The KLM logo features an image of a crown, which refers to the airline’s Dutch name
Koninklijke Luchtvaart Maatschappij – the royal airline. The crown is a fitting image for today as KLM is celebrating its 100th birthday, making it the world’s oldest airline that has continuously operated under the same name.

“This special day in KLM’s history will be celebrated in airports across the world as well as in Helsinki Airport. Passengers flying with KLM will be in for a treat as they will be delighted with delicacies. They will also have the opportunity to take photos of themselves in front of a decorated photo wall,” says Finavia's marketing coordinator Kati Hollmén.

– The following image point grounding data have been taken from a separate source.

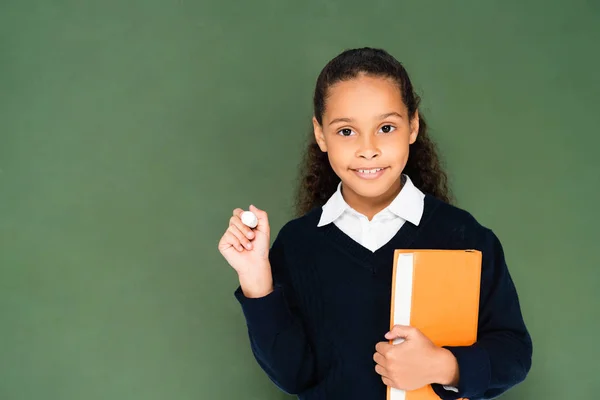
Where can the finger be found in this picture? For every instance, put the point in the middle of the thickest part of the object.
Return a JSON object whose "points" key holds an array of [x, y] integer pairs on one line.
{"points": [[243, 228], [381, 371], [387, 381], [383, 348], [379, 359], [400, 331], [240, 236], [263, 219], [230, 240]]}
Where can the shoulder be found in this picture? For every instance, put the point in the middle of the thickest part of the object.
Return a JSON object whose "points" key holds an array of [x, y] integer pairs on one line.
{"points": [[457, 222]]}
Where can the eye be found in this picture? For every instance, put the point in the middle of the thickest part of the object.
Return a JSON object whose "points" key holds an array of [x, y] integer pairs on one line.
{"points": [[345, 132], [388, 128]]}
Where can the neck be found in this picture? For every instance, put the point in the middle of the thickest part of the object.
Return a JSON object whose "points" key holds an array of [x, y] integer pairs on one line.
{"points": [[370, 206]]}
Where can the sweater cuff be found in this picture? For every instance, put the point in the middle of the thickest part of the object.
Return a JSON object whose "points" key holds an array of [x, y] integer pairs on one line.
{"points": [[474, 373], [265, 314]]}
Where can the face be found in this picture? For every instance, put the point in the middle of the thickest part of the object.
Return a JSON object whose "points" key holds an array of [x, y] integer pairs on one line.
{"points": [[366, 133]]}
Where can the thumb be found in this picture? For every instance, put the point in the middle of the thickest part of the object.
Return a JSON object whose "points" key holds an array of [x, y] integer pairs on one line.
{"points": [[399, 331], [263, 219]]}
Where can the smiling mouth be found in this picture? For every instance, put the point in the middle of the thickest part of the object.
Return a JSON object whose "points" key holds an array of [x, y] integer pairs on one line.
{"points": [[369, 173], [368, 170]]}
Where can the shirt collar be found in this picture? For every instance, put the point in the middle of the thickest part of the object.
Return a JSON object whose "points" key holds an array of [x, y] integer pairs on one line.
{"points": [[408, 204]]}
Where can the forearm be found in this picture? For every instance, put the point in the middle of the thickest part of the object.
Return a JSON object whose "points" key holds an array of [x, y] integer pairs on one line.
{"points": [[277, 337]]}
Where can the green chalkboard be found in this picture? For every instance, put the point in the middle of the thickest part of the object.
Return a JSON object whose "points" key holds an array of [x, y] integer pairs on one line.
{"points": [[129, 130]]}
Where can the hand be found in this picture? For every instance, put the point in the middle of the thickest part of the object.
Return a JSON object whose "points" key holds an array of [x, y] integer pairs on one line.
{"points": [[246, 249], [414, 363]]}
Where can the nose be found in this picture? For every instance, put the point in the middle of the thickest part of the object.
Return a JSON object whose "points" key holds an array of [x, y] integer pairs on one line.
{"points": [[368, 148]]}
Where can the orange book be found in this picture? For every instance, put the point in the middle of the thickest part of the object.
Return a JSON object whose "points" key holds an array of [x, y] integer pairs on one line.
{"points": [[436, 291]]}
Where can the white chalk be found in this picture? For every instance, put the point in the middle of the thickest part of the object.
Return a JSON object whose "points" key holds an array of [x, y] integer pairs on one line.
{"points": [[249, 219]]}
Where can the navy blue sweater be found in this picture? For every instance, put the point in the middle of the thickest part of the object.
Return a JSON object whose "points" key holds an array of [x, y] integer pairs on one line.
{"points": [[315, 334]]}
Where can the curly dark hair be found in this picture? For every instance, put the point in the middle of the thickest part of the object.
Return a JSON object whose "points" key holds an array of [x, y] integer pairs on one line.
{"points": [[318, 181]]}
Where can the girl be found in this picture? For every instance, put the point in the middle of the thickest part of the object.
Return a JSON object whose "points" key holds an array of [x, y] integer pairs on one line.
{"points": [[317, 304]]}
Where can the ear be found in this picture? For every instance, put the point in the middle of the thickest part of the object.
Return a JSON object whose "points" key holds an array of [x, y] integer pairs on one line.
{"points": [[414, 128], [319, 136]]}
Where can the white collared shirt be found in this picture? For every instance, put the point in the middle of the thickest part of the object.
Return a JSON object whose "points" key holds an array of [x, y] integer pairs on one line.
{"points": [[407, 206]]}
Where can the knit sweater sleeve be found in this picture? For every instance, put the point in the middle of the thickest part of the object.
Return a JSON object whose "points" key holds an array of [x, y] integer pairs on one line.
{"points": [[277, 336], [501, 356]]}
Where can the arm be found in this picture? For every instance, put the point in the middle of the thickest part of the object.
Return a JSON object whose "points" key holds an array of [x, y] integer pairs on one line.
{"points": [[501, 357], [277, 336]]}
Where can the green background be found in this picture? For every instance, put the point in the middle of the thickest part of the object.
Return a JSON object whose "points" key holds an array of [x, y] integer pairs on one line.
{"points": [[129, 130]]}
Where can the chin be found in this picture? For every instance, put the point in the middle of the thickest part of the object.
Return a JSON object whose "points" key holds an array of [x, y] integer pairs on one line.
{"points": [[375, 188]]}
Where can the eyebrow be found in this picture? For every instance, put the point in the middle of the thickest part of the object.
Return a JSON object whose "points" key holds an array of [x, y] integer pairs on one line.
{"points": [[382, 116]]}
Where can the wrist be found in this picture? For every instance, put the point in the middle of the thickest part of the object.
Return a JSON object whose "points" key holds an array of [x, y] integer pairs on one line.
{"points": [[447, 372], [256, 285]]}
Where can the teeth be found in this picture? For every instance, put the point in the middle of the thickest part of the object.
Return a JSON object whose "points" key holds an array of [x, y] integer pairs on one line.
{"points": [[369, 171]]}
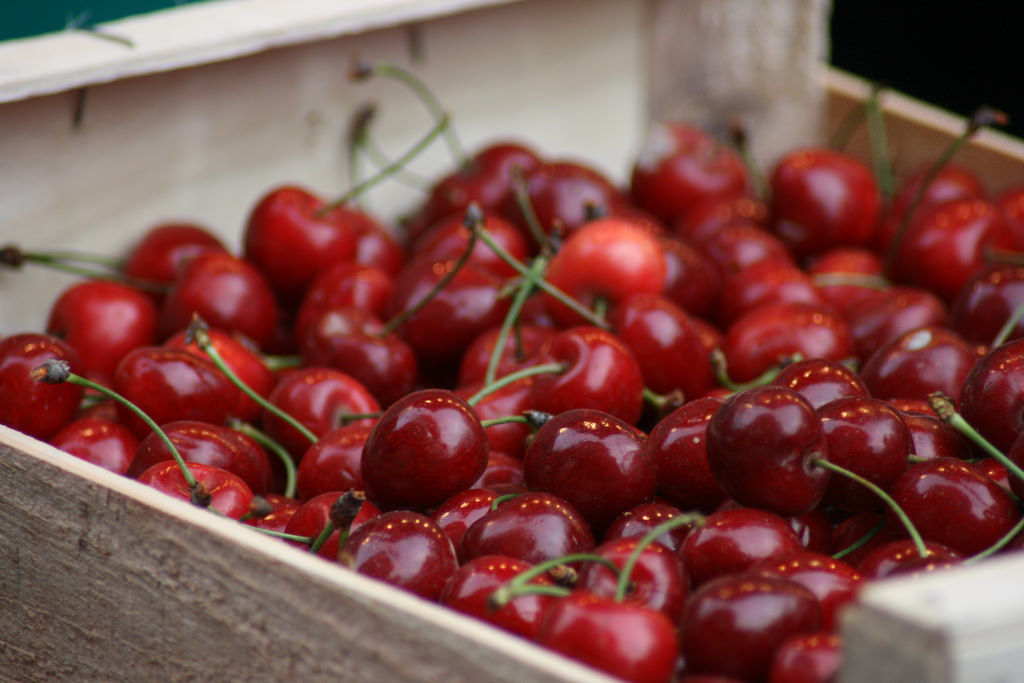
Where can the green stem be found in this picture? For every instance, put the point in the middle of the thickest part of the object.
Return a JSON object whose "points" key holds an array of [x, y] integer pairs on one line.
{"points": [[878, 491]]}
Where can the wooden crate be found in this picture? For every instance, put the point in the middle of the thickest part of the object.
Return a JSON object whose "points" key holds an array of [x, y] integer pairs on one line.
{"points": [[102, 579]]}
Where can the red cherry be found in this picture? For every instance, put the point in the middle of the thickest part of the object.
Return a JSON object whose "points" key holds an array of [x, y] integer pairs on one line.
{"points": [[427, 446], [625, 640], [761, 446], [681, 166], [103, 442], [822, 199], [36, 409], [404, 549], [733, 625], [592, 460]]}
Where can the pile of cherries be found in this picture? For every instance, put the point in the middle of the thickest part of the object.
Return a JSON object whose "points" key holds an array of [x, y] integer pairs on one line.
{"points": [[668, 429]]}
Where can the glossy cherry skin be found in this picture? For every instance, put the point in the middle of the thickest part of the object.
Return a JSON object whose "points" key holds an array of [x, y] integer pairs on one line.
{"points": [[731, 541], [822, 199], [425, 447], [607, 259], [592, 460], [768, 335], [333, 462], [287, 239], [534, 526], [171, 384], [103, 442], [833, 582], [36, 409], [677, 447], [868, 437], [666, 343], [165, 249], [918, 364], [761, 446], [228, 494], [992, 396], [622, 639], [679, 167], [945, 245], [102, 321], [469, 590], [821, 381], [733, 625], [404, 549], [601, 374], [208, 444], [950, 502], [322, 399], [812, 657]]}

A real aviation trendsetter

KLM’s first flight, from London to Amsterdam, took place in 1920. The airline grew quickly, and different routes within Europe soon became available. The first routes were flown with Dutch Fokker F.II and F.III aircraft. In 1924, KLM embarked on its longest flight at the time, making the journey from Amsterdam to Batavia (today’s Jakarta). In the 1940s it became the first European airline to fly across the Atlantic to North America, landing in New York.

Even in the beginning there was already a connection to Finland: the anniversary of the Helsinki-Amsterdam route, in operation for 80 years, was celebrated this summer. KLM is one of the forerunners in sustainable air travel, which makes it a good partner for Finavia.

“We have been cooperating with KLM for decades, and we are very happy about that. KLM connects two global air travel hubs by flying between Helsinki Airport and Amsterdam four times a day,” says Petri Vuori, Vice President, Sales and Route Development at Finavia.

In 2004, KLM merged with Air France to become Air France-KLM, but it continued operating under the name KLM. Last year, the airline had 214 planes in its fleet and about 33,000 employees. It flew to 250 destinations, serving over 34 million passengers.